Question

Find the symmetric equations of the line of intersection of the given pair of planes. \(4 x+3 y-7 z=1,10 x+6 y-5 z=10\)

Short answer

The symmetric equations are \(\frac{x - 4}{57} = \frac{y + 5}{50}\) and \(z = 0\).

Step-by-step solution

Identify Normal Vectors of the Planes

The normal vector of a plane is given by the coefficients of \(x\), \(y\), and \(z\) in its equation. Here, the normal vector for the first plane, \(4x + 3y - 7z = 1\), is \(\mathbf{n}_1 = \langle 4, 3, -7 \rangle\). The normal vector for the second plane, \(10x + 6y - 5z = 10\), is \(\mathbf{n}_2 = \langle 10, 6, -5 \rangle\).

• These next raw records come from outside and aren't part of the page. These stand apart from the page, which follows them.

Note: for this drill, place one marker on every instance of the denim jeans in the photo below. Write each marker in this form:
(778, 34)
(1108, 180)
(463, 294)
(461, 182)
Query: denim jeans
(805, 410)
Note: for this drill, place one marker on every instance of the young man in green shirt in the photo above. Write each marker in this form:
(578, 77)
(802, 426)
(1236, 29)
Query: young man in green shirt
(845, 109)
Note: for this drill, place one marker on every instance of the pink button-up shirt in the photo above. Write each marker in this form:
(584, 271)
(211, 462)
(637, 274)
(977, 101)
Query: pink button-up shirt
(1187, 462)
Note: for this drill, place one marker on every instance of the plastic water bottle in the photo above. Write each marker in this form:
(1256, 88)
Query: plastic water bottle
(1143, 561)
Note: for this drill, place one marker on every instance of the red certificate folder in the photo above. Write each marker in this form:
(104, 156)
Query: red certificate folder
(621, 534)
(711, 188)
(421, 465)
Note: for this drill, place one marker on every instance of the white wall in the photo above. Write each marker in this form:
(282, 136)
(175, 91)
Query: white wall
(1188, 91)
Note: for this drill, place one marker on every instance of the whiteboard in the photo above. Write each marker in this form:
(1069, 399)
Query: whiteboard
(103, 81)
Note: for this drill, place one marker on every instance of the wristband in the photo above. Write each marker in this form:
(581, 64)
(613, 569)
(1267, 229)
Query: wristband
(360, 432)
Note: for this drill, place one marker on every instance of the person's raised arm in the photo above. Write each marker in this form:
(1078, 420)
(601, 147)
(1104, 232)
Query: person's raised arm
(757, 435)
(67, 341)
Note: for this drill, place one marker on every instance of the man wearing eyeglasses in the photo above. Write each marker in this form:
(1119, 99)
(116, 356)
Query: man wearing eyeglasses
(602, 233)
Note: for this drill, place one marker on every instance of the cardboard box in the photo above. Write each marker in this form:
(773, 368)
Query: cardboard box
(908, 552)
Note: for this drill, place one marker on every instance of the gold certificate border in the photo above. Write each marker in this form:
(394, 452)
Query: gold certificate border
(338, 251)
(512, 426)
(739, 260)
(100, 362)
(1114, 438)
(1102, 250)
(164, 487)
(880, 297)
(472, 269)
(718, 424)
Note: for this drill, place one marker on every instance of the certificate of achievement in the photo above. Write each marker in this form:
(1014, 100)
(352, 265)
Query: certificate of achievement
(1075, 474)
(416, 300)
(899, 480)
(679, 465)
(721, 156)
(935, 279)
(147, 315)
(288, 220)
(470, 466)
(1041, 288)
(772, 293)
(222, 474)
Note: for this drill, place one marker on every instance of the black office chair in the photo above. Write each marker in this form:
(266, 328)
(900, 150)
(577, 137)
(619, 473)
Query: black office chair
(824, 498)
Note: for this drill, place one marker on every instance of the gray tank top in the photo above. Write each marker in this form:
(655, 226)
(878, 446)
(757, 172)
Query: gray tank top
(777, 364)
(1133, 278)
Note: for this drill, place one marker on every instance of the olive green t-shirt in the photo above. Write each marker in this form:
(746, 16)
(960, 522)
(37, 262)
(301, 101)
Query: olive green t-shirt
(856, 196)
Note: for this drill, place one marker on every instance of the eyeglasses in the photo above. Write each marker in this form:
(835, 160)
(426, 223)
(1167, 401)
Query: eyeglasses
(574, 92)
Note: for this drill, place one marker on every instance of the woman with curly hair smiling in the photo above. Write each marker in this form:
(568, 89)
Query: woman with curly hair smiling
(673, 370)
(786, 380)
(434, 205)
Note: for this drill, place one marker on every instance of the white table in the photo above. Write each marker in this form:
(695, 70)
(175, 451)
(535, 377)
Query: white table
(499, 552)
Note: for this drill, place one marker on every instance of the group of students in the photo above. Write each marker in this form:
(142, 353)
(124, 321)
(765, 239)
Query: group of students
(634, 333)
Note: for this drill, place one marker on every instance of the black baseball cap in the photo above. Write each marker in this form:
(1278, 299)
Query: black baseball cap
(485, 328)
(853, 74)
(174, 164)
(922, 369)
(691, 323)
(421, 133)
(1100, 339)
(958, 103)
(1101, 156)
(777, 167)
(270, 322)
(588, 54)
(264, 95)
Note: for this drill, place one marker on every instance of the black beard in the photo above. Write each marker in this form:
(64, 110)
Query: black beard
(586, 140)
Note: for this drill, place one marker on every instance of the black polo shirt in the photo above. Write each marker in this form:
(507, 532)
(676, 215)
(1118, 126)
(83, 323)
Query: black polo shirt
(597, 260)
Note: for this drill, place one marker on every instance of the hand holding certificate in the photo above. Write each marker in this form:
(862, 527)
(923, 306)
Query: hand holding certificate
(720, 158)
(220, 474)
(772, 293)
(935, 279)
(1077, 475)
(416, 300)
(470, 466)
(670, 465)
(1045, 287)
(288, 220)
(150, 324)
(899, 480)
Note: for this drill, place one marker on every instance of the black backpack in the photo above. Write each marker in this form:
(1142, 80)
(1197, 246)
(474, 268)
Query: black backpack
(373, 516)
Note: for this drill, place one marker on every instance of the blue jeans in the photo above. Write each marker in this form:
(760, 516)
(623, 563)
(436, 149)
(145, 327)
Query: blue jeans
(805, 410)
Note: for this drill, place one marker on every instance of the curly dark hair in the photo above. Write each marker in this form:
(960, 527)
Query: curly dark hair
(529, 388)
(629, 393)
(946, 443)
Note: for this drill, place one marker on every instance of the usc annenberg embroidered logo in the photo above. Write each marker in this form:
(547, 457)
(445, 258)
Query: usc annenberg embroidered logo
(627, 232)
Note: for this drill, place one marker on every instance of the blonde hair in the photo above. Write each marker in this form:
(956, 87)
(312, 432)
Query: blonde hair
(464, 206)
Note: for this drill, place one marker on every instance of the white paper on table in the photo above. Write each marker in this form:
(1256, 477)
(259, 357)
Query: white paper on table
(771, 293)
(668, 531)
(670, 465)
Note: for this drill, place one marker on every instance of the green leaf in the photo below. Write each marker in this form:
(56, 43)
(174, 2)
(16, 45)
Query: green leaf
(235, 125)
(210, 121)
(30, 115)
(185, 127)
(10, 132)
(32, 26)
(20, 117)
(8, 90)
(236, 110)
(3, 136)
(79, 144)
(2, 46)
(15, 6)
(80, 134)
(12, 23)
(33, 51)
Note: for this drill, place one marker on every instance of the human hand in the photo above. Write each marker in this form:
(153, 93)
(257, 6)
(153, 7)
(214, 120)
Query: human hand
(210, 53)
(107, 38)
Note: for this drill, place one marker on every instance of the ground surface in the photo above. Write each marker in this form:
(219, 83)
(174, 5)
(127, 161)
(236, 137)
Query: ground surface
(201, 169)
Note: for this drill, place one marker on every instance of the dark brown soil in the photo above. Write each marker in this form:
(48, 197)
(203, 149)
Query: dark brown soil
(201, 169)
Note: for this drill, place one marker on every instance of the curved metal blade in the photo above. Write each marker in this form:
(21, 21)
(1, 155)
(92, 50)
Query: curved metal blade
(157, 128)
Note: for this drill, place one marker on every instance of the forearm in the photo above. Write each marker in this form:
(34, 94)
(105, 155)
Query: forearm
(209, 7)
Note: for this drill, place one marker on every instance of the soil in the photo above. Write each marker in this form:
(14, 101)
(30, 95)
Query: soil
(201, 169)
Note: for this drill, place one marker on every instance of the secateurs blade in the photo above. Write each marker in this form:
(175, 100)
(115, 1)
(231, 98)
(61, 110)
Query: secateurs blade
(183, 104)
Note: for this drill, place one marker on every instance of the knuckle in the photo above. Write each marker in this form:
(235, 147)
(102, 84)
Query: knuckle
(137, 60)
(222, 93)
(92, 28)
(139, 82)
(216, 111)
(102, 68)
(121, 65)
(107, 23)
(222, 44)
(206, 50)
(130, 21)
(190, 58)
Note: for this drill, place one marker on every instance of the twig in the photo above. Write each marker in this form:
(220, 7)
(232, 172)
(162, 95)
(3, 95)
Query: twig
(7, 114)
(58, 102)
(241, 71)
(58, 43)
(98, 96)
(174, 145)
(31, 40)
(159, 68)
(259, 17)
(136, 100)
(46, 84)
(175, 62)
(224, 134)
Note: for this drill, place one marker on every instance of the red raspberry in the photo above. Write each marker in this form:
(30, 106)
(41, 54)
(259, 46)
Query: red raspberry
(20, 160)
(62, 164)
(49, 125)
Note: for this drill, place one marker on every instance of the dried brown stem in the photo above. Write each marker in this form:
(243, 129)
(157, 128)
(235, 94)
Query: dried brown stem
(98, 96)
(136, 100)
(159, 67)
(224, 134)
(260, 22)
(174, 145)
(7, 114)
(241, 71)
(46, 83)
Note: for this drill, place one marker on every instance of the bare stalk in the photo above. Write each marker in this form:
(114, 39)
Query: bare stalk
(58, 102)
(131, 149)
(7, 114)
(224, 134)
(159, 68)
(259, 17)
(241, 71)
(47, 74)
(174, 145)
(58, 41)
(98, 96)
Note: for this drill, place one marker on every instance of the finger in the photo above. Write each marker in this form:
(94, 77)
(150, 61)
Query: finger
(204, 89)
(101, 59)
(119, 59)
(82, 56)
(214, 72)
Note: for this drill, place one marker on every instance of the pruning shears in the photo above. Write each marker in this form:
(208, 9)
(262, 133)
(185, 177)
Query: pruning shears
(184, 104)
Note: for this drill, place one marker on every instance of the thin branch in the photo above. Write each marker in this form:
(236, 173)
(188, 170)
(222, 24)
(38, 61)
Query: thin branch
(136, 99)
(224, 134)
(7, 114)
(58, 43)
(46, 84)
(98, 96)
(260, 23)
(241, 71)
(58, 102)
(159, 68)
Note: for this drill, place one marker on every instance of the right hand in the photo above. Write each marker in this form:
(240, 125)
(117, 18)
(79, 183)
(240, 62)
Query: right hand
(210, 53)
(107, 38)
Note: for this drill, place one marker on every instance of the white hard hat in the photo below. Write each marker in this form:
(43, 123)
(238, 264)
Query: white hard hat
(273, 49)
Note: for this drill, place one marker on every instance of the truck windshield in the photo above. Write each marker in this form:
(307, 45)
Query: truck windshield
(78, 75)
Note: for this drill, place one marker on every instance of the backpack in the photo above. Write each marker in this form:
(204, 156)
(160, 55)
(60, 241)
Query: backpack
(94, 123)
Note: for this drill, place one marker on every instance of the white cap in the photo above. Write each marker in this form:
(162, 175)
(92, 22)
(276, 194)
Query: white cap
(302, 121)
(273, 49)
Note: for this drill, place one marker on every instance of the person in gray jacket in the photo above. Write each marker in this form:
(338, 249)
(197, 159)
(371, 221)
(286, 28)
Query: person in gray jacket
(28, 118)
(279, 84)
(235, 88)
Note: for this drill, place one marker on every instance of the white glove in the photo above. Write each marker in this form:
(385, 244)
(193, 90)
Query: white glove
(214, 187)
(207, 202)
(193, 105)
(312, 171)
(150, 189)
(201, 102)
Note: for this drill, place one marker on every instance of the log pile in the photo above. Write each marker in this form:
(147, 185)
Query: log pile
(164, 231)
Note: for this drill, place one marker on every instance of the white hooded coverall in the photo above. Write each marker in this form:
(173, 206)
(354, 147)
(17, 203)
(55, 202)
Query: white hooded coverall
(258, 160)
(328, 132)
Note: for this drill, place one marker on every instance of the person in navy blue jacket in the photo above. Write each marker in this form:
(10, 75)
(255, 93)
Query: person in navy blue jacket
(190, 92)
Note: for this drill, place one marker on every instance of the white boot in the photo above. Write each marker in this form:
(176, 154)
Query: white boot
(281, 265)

Find Direction Vector of Line

The cross product of the normal vectors \(\mathbf{n}_1\) and \(\mathbf{n}_2\) gives the direction vector \(\mathbf{d}\) of the line of intersection. Calculate the cross product: \[ \mathbf{d} = \mathbf{n}_1 \times \mathbf{n}_2 = \begin{vmatrix} \mathbf{i} & \mathbf{j} & \mathbf{k} \ 4 & 3 & -7 \ 10 & 6 & -5 \end{vmatrix} = \langle (-3)(-5) - (6)(-7), (4)(-5) - (10)(-7), (4)(6) - (10)(3) \rangle \]Simplify to find \(\mathbf{d} = \langle 57, 50, 0 \rangle\).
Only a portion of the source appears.